Retailers impacted by late payment of trade invoices, new research report finds

Late payment of trade invoices is threatening the profits, growth and even survival prospects of small firms but few use formal procedures to tackle the problem, according to findings of a research report by the commercial credit referencing agency Graydon UK, working in partnership with the Forum of Private Business (FPB).

The survey, which canvassed the views of 500 UK small businesses, reveals 51% of companies cite the late payment of trade invoices is a problem.  Nearly a quarter (23%) of these companies subsequently indicated late payment is a serious problem, with 16% saying they have almost been put out of business as a result.

Underscoring the ‘domino effect’ of late payment down the supply chain, meanwhile, 56% of those respondents not paid on time have, in turn, been forced to pay their own suppliers late, researchers found. Further, 45% reported late payment has eroded their profits and 23% asserted it has undermined their ability to invest in growth through innovation.

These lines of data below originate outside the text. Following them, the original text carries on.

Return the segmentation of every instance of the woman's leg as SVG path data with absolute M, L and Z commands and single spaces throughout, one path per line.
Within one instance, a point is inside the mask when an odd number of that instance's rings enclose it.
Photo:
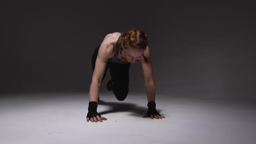
M 117 99 L 125 99 L 129 91 L 129 69 L 130 63 L 109 64 L 109 71 L 113 82 L 113 92 Z

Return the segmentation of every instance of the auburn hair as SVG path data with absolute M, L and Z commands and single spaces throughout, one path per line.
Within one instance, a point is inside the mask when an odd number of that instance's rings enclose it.
M 137 29 L 132 29 L 125 32 L 121 38 L 120 46 L 121 51 L 123 49 L 137 49 L 144 50 L 148 45 L 148 37 L 143 31 Z M 147 63 L 150 62 L 149 57 L 146 57 L 142 55 L 144 60 Z

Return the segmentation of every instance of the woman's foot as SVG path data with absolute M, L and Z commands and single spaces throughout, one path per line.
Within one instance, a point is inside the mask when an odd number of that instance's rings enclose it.
M 114 84 L 113 83 L 112 79 L 108 81 L 108 83 L 107 83 L 107 89 L 108 91 L 111 91 L 113 89 L 113 87 L 114 86 Z

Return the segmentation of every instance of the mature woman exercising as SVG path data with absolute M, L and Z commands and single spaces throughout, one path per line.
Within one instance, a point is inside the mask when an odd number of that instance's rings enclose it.
M 112 79 L 107 83 L 107 89 L 113 90 L 117 99 L 124 100 L 129 92 L 129 69 L 131 63 L 140 59 L 142 67 L 148 98 L 148 111 L 143 117 L 152 119 L 165 118 L 155 108 L 155 88 L 148 38 L 139 29 L 131 29 L 121 33 L 107 34 L 92 56 L 93 74 L 90 87 L 87 121 L 102 122 L 107 120 L 97 112 L 99 88 L 109 69 Z

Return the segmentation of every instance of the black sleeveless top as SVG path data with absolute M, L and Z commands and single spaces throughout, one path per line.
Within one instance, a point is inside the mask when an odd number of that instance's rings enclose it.
M 118 59 L 118 53 L 119 52 L 119 49 L 120 49 L 120 43 L 121 41 L 121 37 L 122 37 L 123 33 L 121 33 L 121 35 L 120 35 L 119 38 L 118 38 L 118 40 L 117 42 L 117 44 L 115 44 L 115 54 L 114 55 L 114 56 L 112 57 L 110 57 L 108 58 L 108 62 L 110 63 L 118 63 L 118 64 L 129 64 L 130 63 L 126 61 L 120 61 Z

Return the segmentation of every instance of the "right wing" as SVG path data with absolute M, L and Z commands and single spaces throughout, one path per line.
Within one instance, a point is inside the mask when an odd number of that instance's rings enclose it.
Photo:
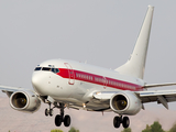
M 0 90 L 2 90 L 2 92 L 6 92 L 8 95 L 8 97 L 10 97 L 15 91 L 30 90 L 30 89 L 9 87 L 9 86 L 0 86 Z

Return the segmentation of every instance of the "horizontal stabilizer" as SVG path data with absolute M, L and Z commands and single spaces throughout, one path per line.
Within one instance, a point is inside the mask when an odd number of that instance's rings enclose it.
M 151 84 L 145 85 L 144 88 L 164 87 L 164 86 L 175 86 L 176 82 L 165 82 L 165 84 Z

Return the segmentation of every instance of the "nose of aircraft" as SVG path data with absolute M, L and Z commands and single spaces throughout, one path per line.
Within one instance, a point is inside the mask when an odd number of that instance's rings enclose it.
M 44 76 L 42 75 L 42 73 L 33 73 L 32 75 L 32 86 L 34 88 L 34 90 L 40 94 L 41 96 L 45 96 L 44 94 Z

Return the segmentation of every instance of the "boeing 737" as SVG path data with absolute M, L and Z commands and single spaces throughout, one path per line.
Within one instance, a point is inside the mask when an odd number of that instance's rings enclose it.
M 41 63 L 32 75 L 33 90 L 0 86 L 10 98 L 14 110 L 35 112 L 41 102 L 47 103 L 45 116 L 53 116 L 55 125 L 70 125 L 65 108 L 87 111 L 112 111 L 114 128 L 129 128 L 128 116 L 135 116 L 144 103 L 176 101 L 176 90 L 151 90 L 150 88 L 173 86 L 175 82 L 150 85 L 143 80 L 154 7 L 148 6 L 135 47 L 129 61 L 117 69 L 101 68 L 69 59 L 50 59 Z M 150 89 L 150 90 L 148 90 Z

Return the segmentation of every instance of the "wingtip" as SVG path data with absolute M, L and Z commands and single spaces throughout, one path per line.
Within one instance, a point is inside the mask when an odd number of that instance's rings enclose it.
M 147 6 L 148 8 L 151 8 L 151 9 L 154 9 L 154 7 L 153 6 Z

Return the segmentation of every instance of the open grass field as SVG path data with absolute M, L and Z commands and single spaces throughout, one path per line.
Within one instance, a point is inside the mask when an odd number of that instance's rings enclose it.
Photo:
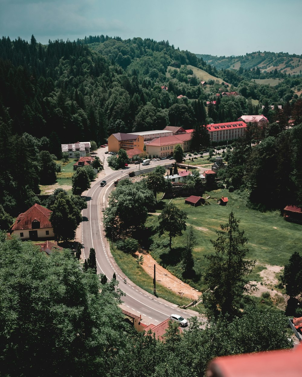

Customers persisting in changing payment terms without consultation

Nearly two thirds (65%)of respondents reported customers extending their payment terms without notice or consultation. Over a quarter (27%) said suppliers had universally changed terms and conditions and 25% customers had withheld final payments without consent in order to assess the quality of work first.

In all, 23% said customers withheld payment in order to question quality or delivery times while 14% reported customers demanding discounts for prompt payment not agreed at the outset and 12% supplier credit withdrawn without notice.

Credit control procedures help tackle the late payment problem

The research shows businesses which embrace credit control procedures of some form are significantly less likely to suffer as a result of late payment, said Graydon UK. Less than half (44%), however, employ formal credit control procedures, with 38% instead relying on a mix of formal and informal processes and 16% juggling payments on an ad-hoc basis.

Only a third of companies offer prompt payment incentives, while just 30% use existing legislation to charge interest on late payers and 40% use cash flow management software. In addition, debt collection agencies are employed by 42% of respondents, 43% keep a reserve in the bank to offset late payments and invoice discounting is seen as a solution by just 26% of businesses, the research found.

The report’s findings came under the spotlight at a House of Commons summit at the end of April 2012, hosted by Graydon UK and the FPB; alongside representatives of the Government’s department of Business, Innovation and Skills (BIS), the Labour Party, the Institute of Credit Management (ICM), the Association of Certified, Chartered Accountants (ACCA) and Lloyds TSB Business.

Speaking at the event, Gordon Skaljak, external spokesperson, Graydon UK, said: “The current economic climate makes it more important than ever companies clearly understand the risks and opportunities associated with their operations. This includes identifying the cash flow and other risks triggered by the late payment of trade invoices by customers.

“Companies cannot achieve sustainable growth if they aren’t paid on time consistently. This is why having a formal credit management process based on reliable, accurate customer payment behaviour information is essential for businesses who want to transact with confidence and fulfill their sustainable growth potential.

“But while credit reference agencies such as Graydon UK are business counselors on managing this risk, the business community and the Government must join forces to protect companies by stamping out the UK’s late payment culture.”